User:Mungo Kitsch/Guides/List of United States gubernatorial election articles without general results by county (2)
editI'm currently working on getting several of the Nebraska articles on the list updated. However, it is extremely difficult to do because the state has 93 counties. Additionally, other states have a large amount of counties, like Iowa at 99, which may be almost impossible to do with all of them. Is there a more efficient way of making the tables or not? WiinterU 04:44, 22 December 2025 (UTC)
- @WiinterU: Hi, and thanks for giving me a message over this. I see what you did on many of the more recent Nebraska gubernatorial election pages, and that is certainly a good start.
- As for a more efficient way of creating these tables, I definitely get where you're coming from. I don't believe it is impossible to do the tables with multitudes of counties, but it is tedious and time-consuming, for sure; especially for the likes of Georgia and Texas.
- I had to chew it over for a while, and I have several steps I can advise so as to increase efficiency while creating these stat tables.
- Copy and paste all new tables from a preexisting completed one. That way, I believe it is easier to manage, say, cell colors and candidate columns working from a preexisting table, as opposed to creating such a table from scratch.
- Beause of the very tedious nature of these tables; I recognize that for states such as Nebraska, Indiana, Virginia (with its independent cities); it is an extremely tall order to do any given table of 50+ counties in one setting. One way in which I accommodate this aspect is to create the tables in phases by using a personal sandbox. I personally have a first and a second sandbox for this and other purposes. I invite you to see the editing history I have performed, particularly for the second sandbox. That way, transcribing these tables can be more manageable by being performed in smaller chunks. (One nugget of wisdom that could help with this and other tall tasks: You can only eat the entire pizza with one bite at a time.)
- Alternately, you could do the same as #2, but do so on the respective article page. If you choose this phased option on articles, however, make sure to add an {{under construction|date=month/year}} tag at the top of either the "by county" section or the top of the article generally.
- If you do these tables in sections, and decide at a certain point to leave the task for whatever reason; make sure that the last transcribed row and the first of the remaining non-transcribed rows have a reasonably discernible visual difference. See this edit, which easily demarcates that the last transcribed row features Democrat (or DFL, in this case) and Republican rows switched from the copied table, an alphabetical breah of the county names, and blank cells for third-party candidates not applicable to the older copied table.
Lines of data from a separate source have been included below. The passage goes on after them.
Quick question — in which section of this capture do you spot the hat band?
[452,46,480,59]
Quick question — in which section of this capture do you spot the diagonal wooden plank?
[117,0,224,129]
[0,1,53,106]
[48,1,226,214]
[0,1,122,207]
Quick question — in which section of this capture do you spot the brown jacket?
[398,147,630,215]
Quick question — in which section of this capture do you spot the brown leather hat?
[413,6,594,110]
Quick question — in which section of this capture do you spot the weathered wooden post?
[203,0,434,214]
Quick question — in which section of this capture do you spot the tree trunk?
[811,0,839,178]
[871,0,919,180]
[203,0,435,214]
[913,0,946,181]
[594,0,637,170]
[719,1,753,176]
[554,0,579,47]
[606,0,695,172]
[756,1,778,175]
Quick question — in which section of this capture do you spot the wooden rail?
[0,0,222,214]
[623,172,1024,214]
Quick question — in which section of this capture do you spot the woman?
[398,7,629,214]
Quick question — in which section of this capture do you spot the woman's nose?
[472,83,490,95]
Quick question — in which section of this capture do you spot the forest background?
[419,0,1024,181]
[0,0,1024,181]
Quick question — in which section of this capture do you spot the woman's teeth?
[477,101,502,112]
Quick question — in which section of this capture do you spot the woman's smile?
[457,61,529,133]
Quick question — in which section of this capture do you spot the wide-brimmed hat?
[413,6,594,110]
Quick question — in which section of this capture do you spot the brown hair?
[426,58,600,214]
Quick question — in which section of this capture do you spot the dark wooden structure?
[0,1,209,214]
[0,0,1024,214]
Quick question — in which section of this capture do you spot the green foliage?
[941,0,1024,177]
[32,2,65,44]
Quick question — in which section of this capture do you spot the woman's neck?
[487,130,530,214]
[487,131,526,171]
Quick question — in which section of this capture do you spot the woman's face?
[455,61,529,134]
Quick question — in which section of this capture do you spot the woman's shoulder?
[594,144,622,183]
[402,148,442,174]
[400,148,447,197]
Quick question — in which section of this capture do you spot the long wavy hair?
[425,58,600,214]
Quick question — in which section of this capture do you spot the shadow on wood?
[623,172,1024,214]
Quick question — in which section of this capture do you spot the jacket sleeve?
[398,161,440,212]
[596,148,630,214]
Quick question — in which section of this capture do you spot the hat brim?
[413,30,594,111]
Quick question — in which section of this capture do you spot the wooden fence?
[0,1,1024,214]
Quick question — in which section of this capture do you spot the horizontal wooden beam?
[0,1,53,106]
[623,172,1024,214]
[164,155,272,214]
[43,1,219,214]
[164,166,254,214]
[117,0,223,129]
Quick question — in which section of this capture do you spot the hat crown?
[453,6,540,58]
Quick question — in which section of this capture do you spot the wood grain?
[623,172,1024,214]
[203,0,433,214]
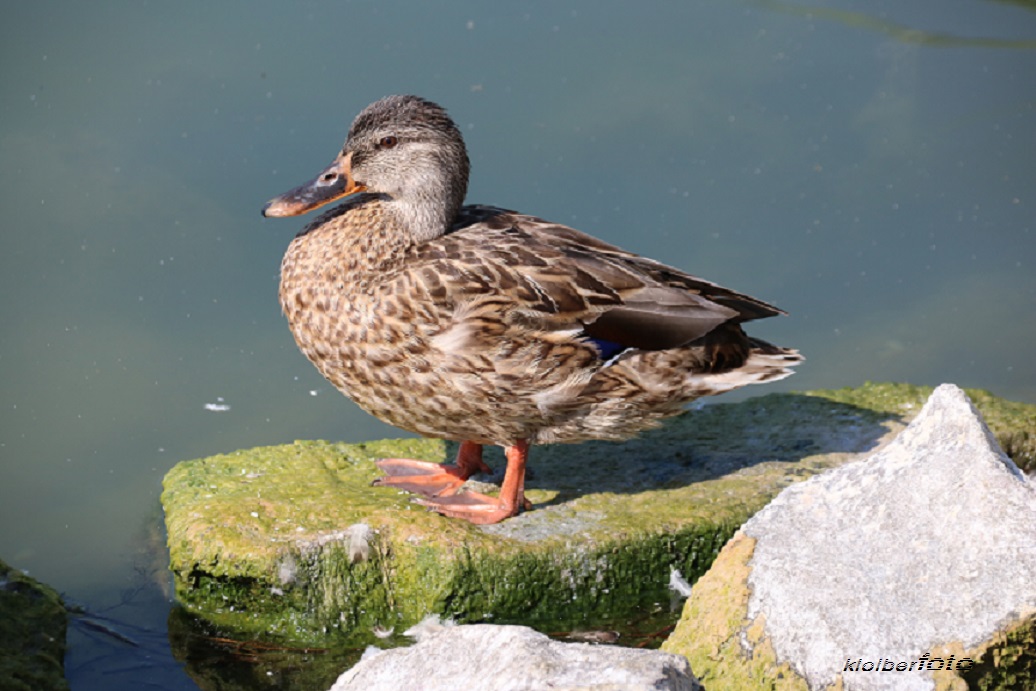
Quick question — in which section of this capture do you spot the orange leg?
[373,441,491,496]
[418,440,531,524]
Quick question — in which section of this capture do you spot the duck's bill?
[262,153,367,217]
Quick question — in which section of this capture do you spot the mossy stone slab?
[0,562,68,691]
[162,384,1031,644]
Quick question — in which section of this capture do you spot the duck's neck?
[381,160,467,243]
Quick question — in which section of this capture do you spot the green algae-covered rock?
[163,387,1036,644]
[0,562,68,691]
[663,384,1036,691]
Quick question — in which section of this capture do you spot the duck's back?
[281,204,799,443]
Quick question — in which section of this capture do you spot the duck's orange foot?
[372,441,491,497]
[416,492,533,525]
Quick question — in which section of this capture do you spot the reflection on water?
[0,0,1036,689]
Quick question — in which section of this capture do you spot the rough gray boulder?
[332,624,701,691]
[665,384,1036,691]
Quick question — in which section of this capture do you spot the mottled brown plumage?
[264,96,801,522]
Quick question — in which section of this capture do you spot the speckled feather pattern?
[280,194,801,445]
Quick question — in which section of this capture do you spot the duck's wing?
[426,206,781,350]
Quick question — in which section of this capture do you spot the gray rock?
[743,384,1036,690]
[332,624,701,691]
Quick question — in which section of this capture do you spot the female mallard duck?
[263,96,801,523]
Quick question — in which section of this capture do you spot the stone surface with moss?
[0,562,68,691]
[163,384,1033,658]
[663,384,1036,691]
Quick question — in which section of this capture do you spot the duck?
[262,95,802,524]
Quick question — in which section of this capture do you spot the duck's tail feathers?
[688,338,805,395]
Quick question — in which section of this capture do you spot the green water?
[0,0,1036,689]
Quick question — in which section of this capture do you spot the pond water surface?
[0,0,1036,689]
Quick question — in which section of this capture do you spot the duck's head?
[262,95,470,240]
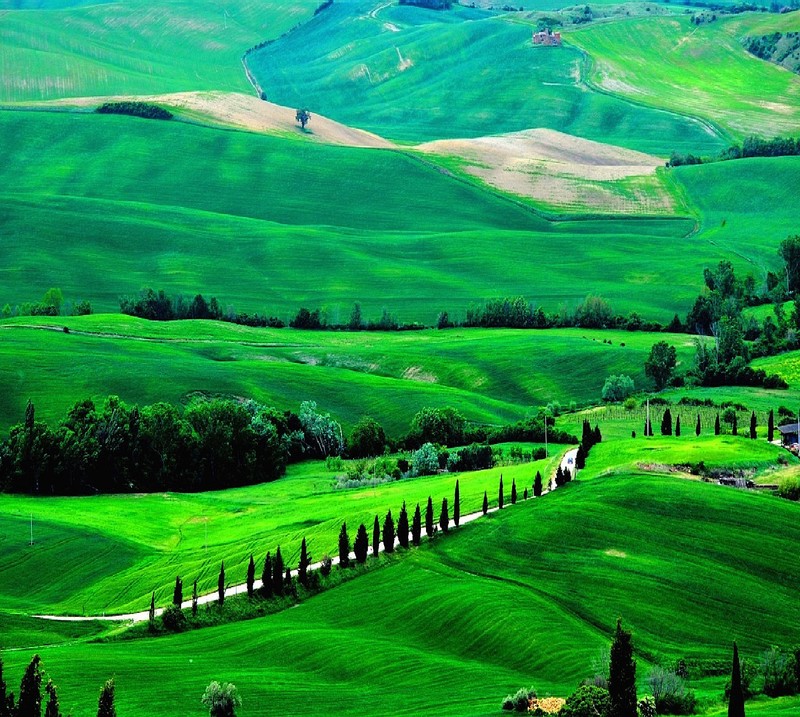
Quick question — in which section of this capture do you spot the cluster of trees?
[0,288,92,319]
[95,102,174,120]
[0,396,310,495]
[667,131,800,167]
[0,655,117,717]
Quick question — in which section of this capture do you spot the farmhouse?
[532,27,561,47]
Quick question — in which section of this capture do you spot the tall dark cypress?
[425,496,433,538]
[272,545,283,595]
[172,575,183,607]
[247,553,256,599]
[261,551,273,598]
[608,620,637,717]
[217,560,225,606]
[297,537,311,586]
[339,523,350,568]
[397,501,408,548]
[533,471,542,498]
[372,515,381,557]
[411,503,422,545]
[728,640,744,717]
[382,510,394,553]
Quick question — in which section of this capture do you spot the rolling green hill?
[249,0,721,156]
[4,474,800,717]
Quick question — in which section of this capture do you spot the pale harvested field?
[416,129,675,214]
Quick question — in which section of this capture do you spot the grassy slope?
[0,0,318,102]
[5,475,800,717]
[251,0,719,155]
[0,315,694,435]
[0,448,558,614]
[570,17,800,141]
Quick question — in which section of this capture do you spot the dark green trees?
[217,560,225,607]
[397,501,408,548]
[608,620,637,717]
[381,510,394,553]
[411,503,422,545]
[339,523,350,568]
[353,523,369,565]
[247,553,256,599]
[728,641,744,717]
[296,537,311,586]
[97,679,117,717]
[425,496,433,538]
[372,515,381,557]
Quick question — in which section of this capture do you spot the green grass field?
[569,16,800,141]
[4,473,800,717]
[0,315,694,435]
[250,0,722,156]
[0,0,318,102]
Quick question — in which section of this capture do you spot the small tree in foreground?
[97,679,117,717]
[200,680,242,717]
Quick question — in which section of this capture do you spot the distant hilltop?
[532,27,561,47]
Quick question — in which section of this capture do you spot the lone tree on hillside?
[97,679,117,717]
[200,680,242,717]
[294,109,311,129]
[644,341,678,391]
[728,640,744,717]
[608,619,636,717]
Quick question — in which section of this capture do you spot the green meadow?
[4,472,800,717]
[249,0,723,156]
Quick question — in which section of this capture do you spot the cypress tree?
[261,551,272,598]
[728,640,744,717]
[353,523,369,565]
[15,655,42,717]
[247,553,256,599]
[272,545,283,595]
[339,523,350,568]
[397,501,408,548]
[533,471,542,498]
[411,503,422,545]
[217,560,225,607]
[425,496,433,538]
[297,537,311,586]
[372,515,381,557]
[172,575,183,607]
[97,679,117,717]
[383,510,394,553]
[43,680,61,717]
[608,620,637,717]
[661,408,672,436]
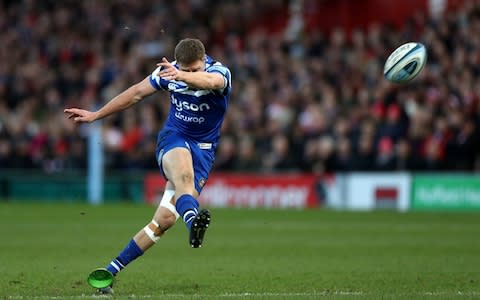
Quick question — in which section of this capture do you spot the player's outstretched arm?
[157,57,226,90]
[64,77,156,123]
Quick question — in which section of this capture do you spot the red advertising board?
[144,173,320,208]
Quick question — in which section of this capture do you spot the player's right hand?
[63,108,96,123]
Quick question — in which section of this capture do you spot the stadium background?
[0,0,480,300]
[0,0,480,208]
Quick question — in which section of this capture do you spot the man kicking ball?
[65,39,232,294]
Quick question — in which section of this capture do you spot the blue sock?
[175,194,199,229]
[107,239,143,275]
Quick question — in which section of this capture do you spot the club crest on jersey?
[170,95,210,111]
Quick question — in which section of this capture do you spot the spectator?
[0,0,480,172]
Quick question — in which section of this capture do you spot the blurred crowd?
[0,0,480,174]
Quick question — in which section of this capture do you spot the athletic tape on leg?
[143,220,164,243]
[160,190,180,219]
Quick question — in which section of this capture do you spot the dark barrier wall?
[305,0,464,31]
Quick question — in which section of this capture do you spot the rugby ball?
[383,42,427,83]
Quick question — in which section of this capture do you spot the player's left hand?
[157,57,179,80]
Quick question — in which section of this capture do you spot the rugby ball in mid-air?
[383,42,427,83]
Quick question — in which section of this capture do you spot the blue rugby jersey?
[149,56,232,143]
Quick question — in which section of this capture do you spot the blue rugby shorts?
[155,130,216,194]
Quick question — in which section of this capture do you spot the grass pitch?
[0,203,480,299]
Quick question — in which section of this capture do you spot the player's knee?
[179,172,193,185]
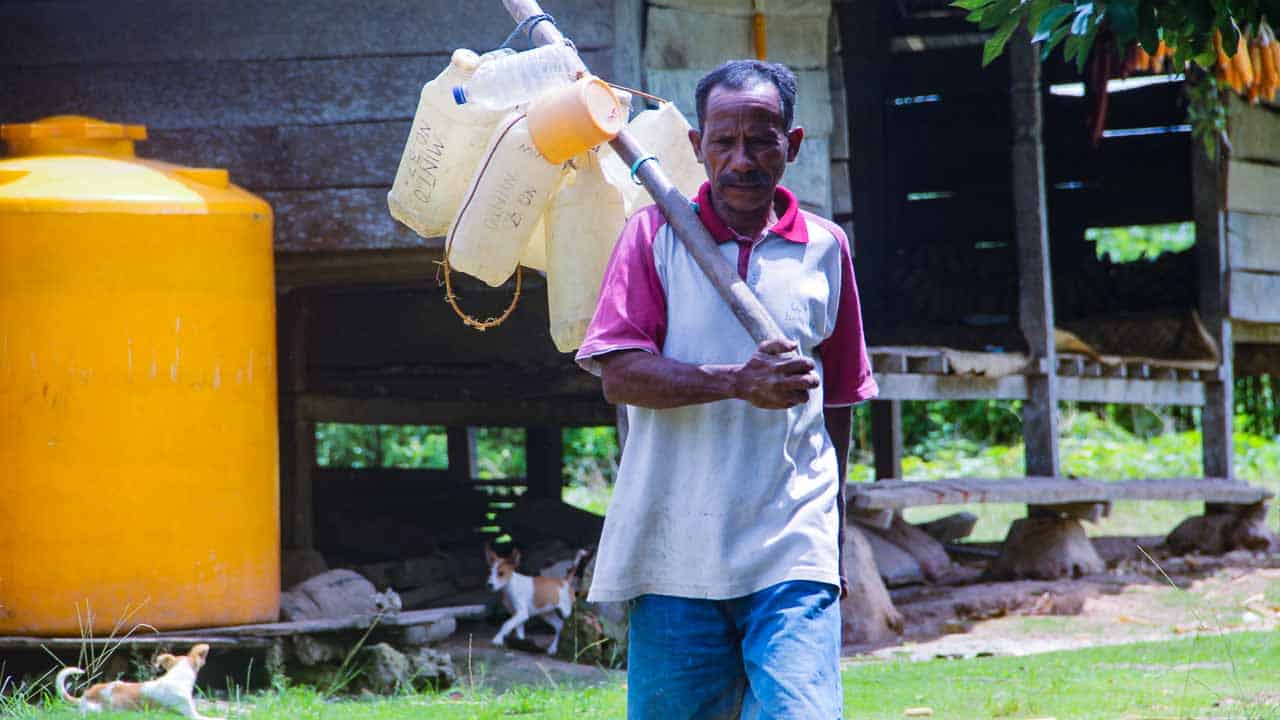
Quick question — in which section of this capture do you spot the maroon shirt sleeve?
[576,205,667,375]
[806,214,879,407]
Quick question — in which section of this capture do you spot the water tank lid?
[0,115,147,156]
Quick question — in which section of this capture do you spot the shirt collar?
[698,182,809,245]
- One more option, instead of coding the tables on Wikipedia, is to transcribe/code the county table on Microsoft Excel. While I personally mostly transcribe the tables on the Wikipedia space, I used the excel option for the very crazy county table on 2016 Indiana Republican presidential primary. If you know the right Excel coding, such as =F15/V15, or =B26+D26+F26+H26+J26+L26+N26+P26+R26 to name two examples, then some of the math you would otherwise do manually would instead be automatically figured out by the Excel coding itself. Thanks to Excel, I was able to remove days, maybe even a week or two from the duration of the 2016 Indiana primary table project I was working on. I think of all the pieces of numbered info I've given you here, this one may be the most impactful way to make creating these and similar tables more efficient, so long as you are willing to wikify the data when transporting it from Excel to Wikipedia.
- That is what I come up with at the moment. In a few days, I'm happy to do a Nebraska table on a governor election page, so that I can do at least a small part in advancing that ball down the hill. Perhaps having a statewide empty template to copy and paste for all 50 states could be useful for these electoral politics pages.
- Let me know if my response and its advice helps you, and feel free to drop me a line here anytime.